Makna Lebaran Bagi Orang Desa

Makna Lebaran Bagi Orang Desa

Berdasarkan Sidang Isbat Kementrian Agama Republik Indonesia Hari raya ‘Idul Fitri pada tahun 2021 akan jatuh pada hari Kamis 13 Mei 2021. Keputusan ini tentu disambut baik oleh semua kaum muslimin yang ada di Indonesia tidak terkecuali saya sendiri. Momen ‘Idul Fitri merupakan momen yang paling berharga bagi setiap muslim dalam bahasa yang sederhana Hari Raya Idul Fitri adalah Hari Bahagia.

Hal inilah yang menyebabkan diharamkannya puasa pada tanggal 1 syawal. Islam mengajarkan pada hari tersebut semua umat muslim harus berbahagia karena sejatinya pada tanggal tersebut adalah tanggal kemenangan seorang muslim dalam melakukan kewajiban puasa selama satu bulan penuh di bulan Ramadhan.

Bukti kepedulian islam yang mendalam terhadap kondisi sosial masyarakat dapat dilihat bahwa sebelum melaksanakan hari bahagia tersebut setiap muslim diwajibkan untuk mengeluarkan zakat fitrah yang diberikan kepada delapan asnaf. 

Tujuan utamanya tidak lain dan tidak bukan ialah bagi muslim yang mengeluaran zakat fitrah tentu saja mendidik kedermawanan untuk berbagi kepada orang-orang yang membutuhkan (dalam kacamata islam) yang nilai manfaatnya sebagai media pembersihan diri dari berbagai kesalahan dan dosa. 

Selain itu zakat fitrah juga akan mendorong kebahagiaan orang-orang yang membutuhkan untuk dapat berbahagia dengan indikator dapat menikmati makanan yang nikmat pada tanggal 1 syawal tersebut meskipun makanan tersebut didapatkan dari pemberian zakat fitrah. 

Dengan demikian islam bukan hanya melarang umat muslim untuk berpuasa atau bersusah-payah pada tanggal 1 syawal tersebut namun Islam juga memberikan solusi yang nyata agar semua orang bisa berbahagia meskipun dengan indikator yang sangat sederhana tersebut.
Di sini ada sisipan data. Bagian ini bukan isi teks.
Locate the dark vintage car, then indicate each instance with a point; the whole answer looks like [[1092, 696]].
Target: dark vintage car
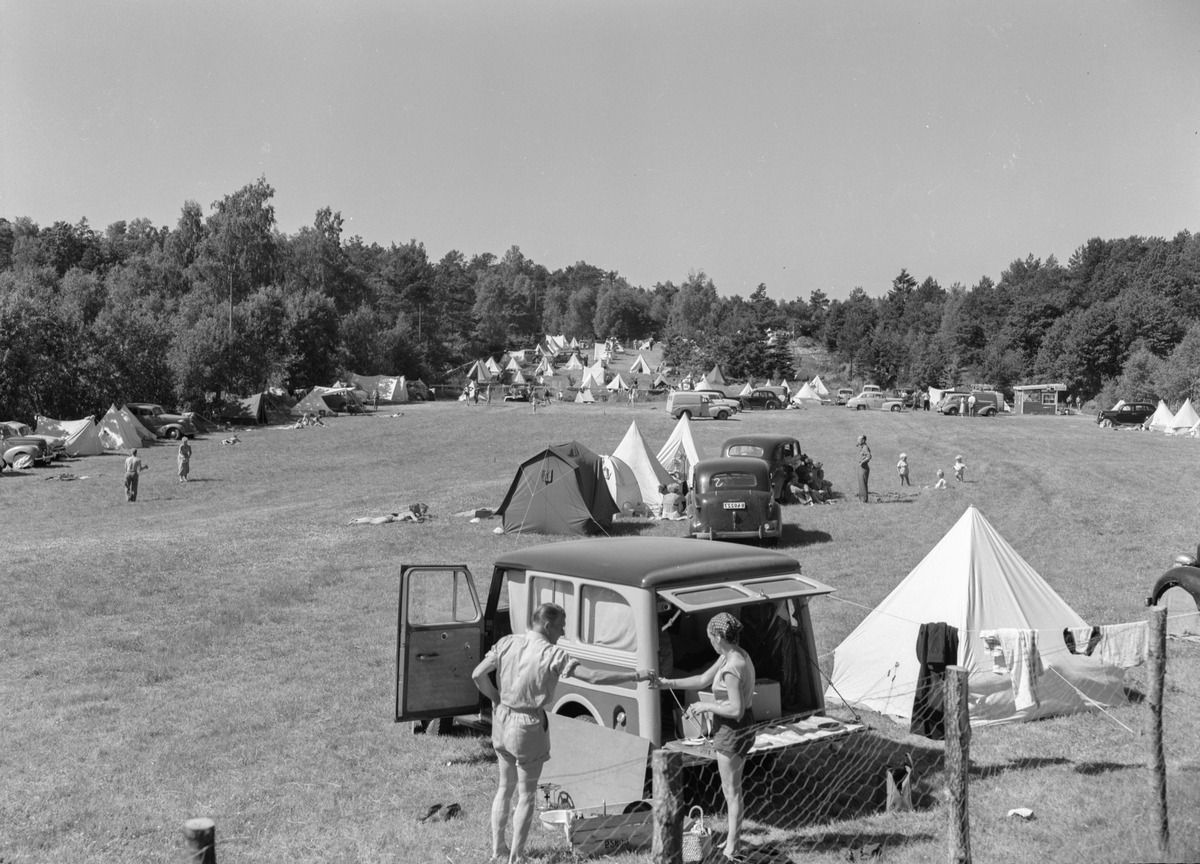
[[783, 453], [733, 501], [765, 399], [1129, 414]]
Makna ‘Idul Fitri dari tahun ke tahun terasa bergeser sedikit demi sedikit, hal ini sangat nyata teramati pada lingkungan saya yang tinggal di desa. Orang desa menyebut idul fitri dengan bahasa yang umum yaitu lebaran atau Riyoyo. Ada tradisi yang sering dilakukan oleh orang-orang desa pada saat momen ‘Idul Fitri diantaranya adalah sebagai berikut:

  1. Sungkem (Bahasa Jawa)

Sungkem orang tua dalam bahasa sederhananya ialah meminta maaf kepada orang tua; tradisi ini Alhamdulillah masih berjalan sampai sekarang dan semoga tetap berlanjut mengingat tradisi ini adalah tradisi yang positif dalam rangka memuliakan orang tua yang memiliki jasa tak ternilai pada anak-anaknya. Pada peristiwa ini tak jarang kedua belah pihak saling terharu yang diwujudkan dalam ekspresi tangisan sebagai ungkapan penyesalan, maaf dan kasih sayang. 

Meskipun sejatinya meminta dan memberi maaf kepada orang tua dapat dilakukan kapanpun dan tidak perlu menunggu lebaran namun tradisi ini perlu diturunkan turun temurun demi meningkatkan derajat orang tua di mata anak-anaknya sekaligus tarbiyah akhlak kepada setiap insan untuk tetap menghormati dan menghargai orang tuanya meskipun saat ini memiliki kedudukan atau pangkat yang jauh lebih tinggi dari orang tuanya.

2. Nglencer (Bahasa Jawa)

Nglencer atau Silaturahmi merupakan salah satu tradisi yang sering muncul ketika moment lebaran tiba. Bagi orang desa nglencer merupakan salah satu kesempatan untuk mengunjungi rumah tetangga dari ujung A sampai ujung Z maka tak heran bagi orang desa jika mereka mengenal semua nama tetangganya, padahal ini berbanding terbalik dengan orang-orang kota yang tak jarang dengan tetangganya sendiri tidak mengenal. 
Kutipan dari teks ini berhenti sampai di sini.